Cualquier agencia de viajes te soluciona ya, en un
abrir y cerrar de ojos, hasta la peregrinación más peregrina. Para alejarte de
la insistente murga de tanto Capone de pacotilla en este país de todos los
demonios urbanísticos, qué mejor que visitar en unos días festivos, la ciudad
del verdadero personaje, Chicago.
Aunque como casi no se encuentran allí sus
huellas, lo abandonas y decides planear seguir en la ciudad el rastro de otro
capo, realizador incluso de casas de contrabando, verdadero lieber Meister de
la arquitectura (y piensas entonces que a los tres grandes del siglo XX les ha
sobrado con concebir y ejecutar una vivienda, una iglesia y un museo). Pero el
legado de Wright en Chicago es fundamentalmente periférico y no comprende esas
obras famosas que toda persona mínimamente cultivada es capaz de identificar.
Así pues, bien pertrechado de lápices, plumas y
cuadernos para la aventura y con impedimenta adecuada contra ese frío lacustre
tan traicionero, tras un brunch, sales a mediodía del hotel, un hotel de
películas, tomas el tren en la estación, una estación de películas, y arribas
en media hora al área suburbana de Oak Park para colmar tus expectativas sobre
las casas de la pradera. Y en las pocas horas vespertinas de sol que faltan,
pasearás un fascinante recorrido de menos de diez kilómetros en un lugar que
concentra unos veinte años de actividad y unas veinte viviendas unifamiliares,
creación de un verdadero artista cuya imagen no coincide con el personaje de
‘El Manantial’ como se viene sosteniendo. Fue su primera etapa dorada, antes de
su primera crisis personal que le condujo a Europa.

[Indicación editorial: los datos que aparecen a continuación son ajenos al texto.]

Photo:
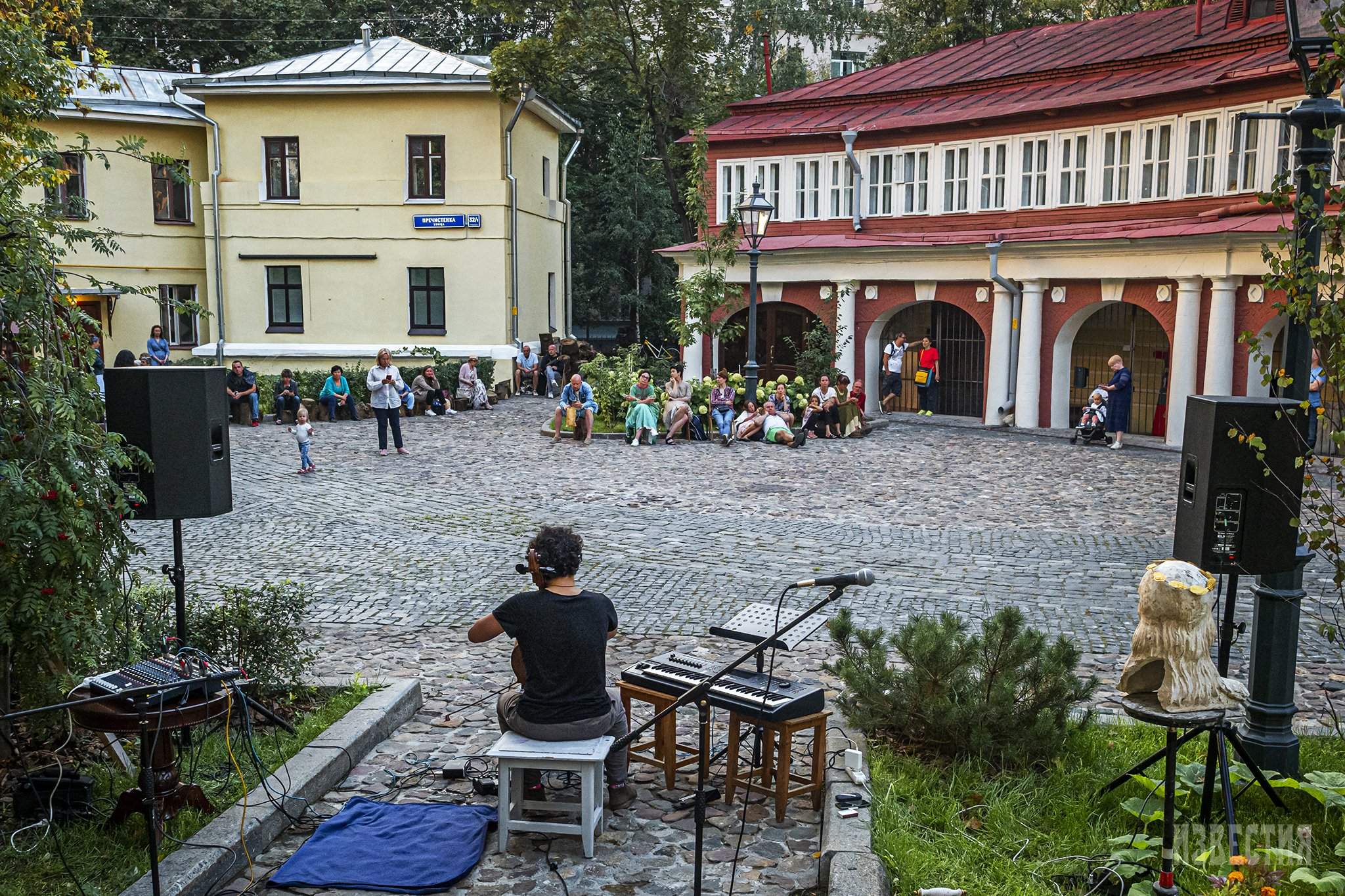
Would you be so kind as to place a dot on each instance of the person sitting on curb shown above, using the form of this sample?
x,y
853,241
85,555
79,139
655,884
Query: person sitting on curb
x,y
241,386
579,395
287,396
337,394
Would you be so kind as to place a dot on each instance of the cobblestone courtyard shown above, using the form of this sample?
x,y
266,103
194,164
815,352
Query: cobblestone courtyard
x,y
404,553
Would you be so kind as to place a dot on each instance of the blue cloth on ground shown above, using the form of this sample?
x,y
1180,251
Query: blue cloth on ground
x,y
395,848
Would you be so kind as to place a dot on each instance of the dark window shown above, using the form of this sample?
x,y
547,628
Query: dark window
x,y
284,300
69,199
426,167
173,198
179,324
282,167
427,300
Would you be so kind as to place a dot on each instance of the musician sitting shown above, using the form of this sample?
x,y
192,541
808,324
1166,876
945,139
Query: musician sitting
x,y
562,631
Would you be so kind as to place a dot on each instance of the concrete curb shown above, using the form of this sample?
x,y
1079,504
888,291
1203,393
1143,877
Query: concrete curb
x,y
310,774
848,865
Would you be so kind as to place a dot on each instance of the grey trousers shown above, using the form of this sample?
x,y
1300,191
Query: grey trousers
x,y
611,723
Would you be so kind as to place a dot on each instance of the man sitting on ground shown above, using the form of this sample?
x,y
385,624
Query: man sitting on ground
x,y
287,396
241,386
563,633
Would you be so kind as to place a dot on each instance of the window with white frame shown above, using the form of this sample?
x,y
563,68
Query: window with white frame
x,y
957,179
1074,169
1243,152
839,188
1156,144
881,165
1201,139
994,177
914,181
1116,150
732,187
807,188
1036,156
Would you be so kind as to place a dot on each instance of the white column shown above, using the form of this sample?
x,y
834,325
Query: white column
x,y
1028,389
1001,339
1181,378
1220,336
847,291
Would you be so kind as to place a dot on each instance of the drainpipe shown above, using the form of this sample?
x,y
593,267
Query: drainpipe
x,y
1017,312
849,137
513,213
568,312
214,214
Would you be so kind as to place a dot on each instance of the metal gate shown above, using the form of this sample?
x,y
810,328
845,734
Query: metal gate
x,y
962,358
1119,328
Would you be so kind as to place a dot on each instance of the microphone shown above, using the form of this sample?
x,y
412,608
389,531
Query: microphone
x,y
860,576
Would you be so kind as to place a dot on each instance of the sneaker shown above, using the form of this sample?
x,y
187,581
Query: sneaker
x,y
619,798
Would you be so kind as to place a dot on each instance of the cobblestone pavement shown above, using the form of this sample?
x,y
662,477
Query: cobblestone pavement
x,y
405,551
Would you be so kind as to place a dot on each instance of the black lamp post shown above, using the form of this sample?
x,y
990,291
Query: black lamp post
x,y
1268,733
753,215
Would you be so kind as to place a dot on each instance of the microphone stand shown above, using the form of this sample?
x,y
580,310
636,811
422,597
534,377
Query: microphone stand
x,y
699,696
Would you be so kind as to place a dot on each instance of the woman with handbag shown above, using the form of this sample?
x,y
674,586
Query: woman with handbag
x,y
927,378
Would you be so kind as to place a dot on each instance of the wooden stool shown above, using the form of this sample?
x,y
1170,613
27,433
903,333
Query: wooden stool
x,y
662,748
776,754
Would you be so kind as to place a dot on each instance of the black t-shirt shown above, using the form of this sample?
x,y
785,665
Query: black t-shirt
x,y
564,643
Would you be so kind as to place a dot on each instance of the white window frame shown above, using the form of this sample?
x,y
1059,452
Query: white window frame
x,y
1075,178
957,178
988,155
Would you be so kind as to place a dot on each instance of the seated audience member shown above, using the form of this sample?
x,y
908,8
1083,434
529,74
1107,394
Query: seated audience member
x,y
526,368
428,390
337,395
241,386
579,395
471,387
776,430
287,396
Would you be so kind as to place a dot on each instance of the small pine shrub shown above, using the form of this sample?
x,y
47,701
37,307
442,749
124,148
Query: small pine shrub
x,y
1001,695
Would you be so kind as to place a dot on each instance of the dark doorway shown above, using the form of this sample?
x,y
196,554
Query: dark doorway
x,y
1121,328
962,358
776,323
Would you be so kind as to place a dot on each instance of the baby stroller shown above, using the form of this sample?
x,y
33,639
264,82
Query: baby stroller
x,y
1091,425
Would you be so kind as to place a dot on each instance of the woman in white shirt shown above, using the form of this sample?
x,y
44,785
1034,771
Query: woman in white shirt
x,y
385,389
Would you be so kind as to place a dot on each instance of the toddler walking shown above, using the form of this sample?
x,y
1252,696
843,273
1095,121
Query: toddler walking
x,y
303,431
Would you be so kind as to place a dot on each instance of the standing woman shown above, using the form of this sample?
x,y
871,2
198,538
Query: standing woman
x,y
930,368
385,387
158,345
1118,399
677,412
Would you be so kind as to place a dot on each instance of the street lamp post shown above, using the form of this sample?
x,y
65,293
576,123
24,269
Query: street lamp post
x,y
753,215
1268,731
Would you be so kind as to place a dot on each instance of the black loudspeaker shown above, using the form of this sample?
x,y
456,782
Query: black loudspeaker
x,y
1231,515
179,417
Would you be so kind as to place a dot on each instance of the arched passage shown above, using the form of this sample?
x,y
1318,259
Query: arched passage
x,y
1079,363
780,328
962,356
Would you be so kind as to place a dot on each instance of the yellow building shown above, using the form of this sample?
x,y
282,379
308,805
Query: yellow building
x,y
365,200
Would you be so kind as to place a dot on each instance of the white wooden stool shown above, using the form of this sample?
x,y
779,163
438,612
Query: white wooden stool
x,y
584,758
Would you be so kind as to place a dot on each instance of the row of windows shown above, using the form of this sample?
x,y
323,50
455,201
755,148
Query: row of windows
x,y
1197,155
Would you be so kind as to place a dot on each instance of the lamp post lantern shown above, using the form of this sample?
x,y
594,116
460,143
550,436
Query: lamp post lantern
x,y
753,215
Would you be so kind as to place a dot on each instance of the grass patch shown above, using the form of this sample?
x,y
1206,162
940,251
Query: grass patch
x,y
963,825
106,860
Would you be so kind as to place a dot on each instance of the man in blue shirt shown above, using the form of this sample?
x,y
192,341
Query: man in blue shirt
x,y
1315,381
579,395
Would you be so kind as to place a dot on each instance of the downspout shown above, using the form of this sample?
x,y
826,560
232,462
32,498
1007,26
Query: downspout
x,y
513,213
1013,339
849,137
568,313
214,214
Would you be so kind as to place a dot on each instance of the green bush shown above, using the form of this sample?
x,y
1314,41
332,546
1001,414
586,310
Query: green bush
x,y
1002,695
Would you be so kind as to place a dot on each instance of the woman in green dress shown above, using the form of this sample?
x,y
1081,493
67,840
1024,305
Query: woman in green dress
x,y
643,414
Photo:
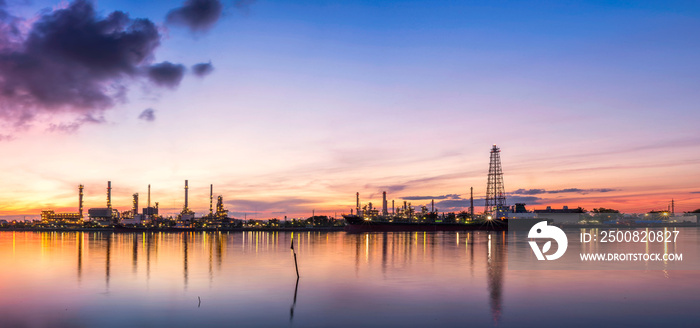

De la vivienda hasta el templo, de la familia a la comunidad,
de la materia al espíritu, a través del tiempo y del espacio, en amena
instrucción peripatética en la cual, no has podido sustraerte, te conviertes tú
en guía de la guía oficial que te asignaron, estudiante becaria del I. I. T.,
que asombrada se prende del discurso (del que prometemos dar cuenta en otro
sitio) que vas construyendo con las intuiciones que la mayéutica peregrinación
va deparando.
Terminada la cual, cayendo ya la tarde, saturados de
emociones artísticas y para intentar reparar tu disimulada soberbia, deberías
invitar a tu encantada y encantadora acompañante a cenar una proverbial carne
de vacuno en el restaurante de la planta alta del John Hancock Center, uno de los mayores rascacielos de la
ciudad, viendo desde allí iluminada toda la inmensa área metropolitana de la
urbe y a escuchar, tras pasear por la zona del Chicago Tribune, una sesión de
blues en uno de los clásicos garitos de la calle Wabash en el Loop, donde
alguna vieja gloria aún te deleita entre el humo y el bourbon, antes de
retiraros al hotel.
Mis propuestas fueron aceptadas con complicidad creciente
en todos y cada uno de sus términos. Los planes del día siguiente se veían
seriamente interferidos, pero la noche se hacía joven y cálida y estaba
saliendo la luna. ¿No sería una noche americana?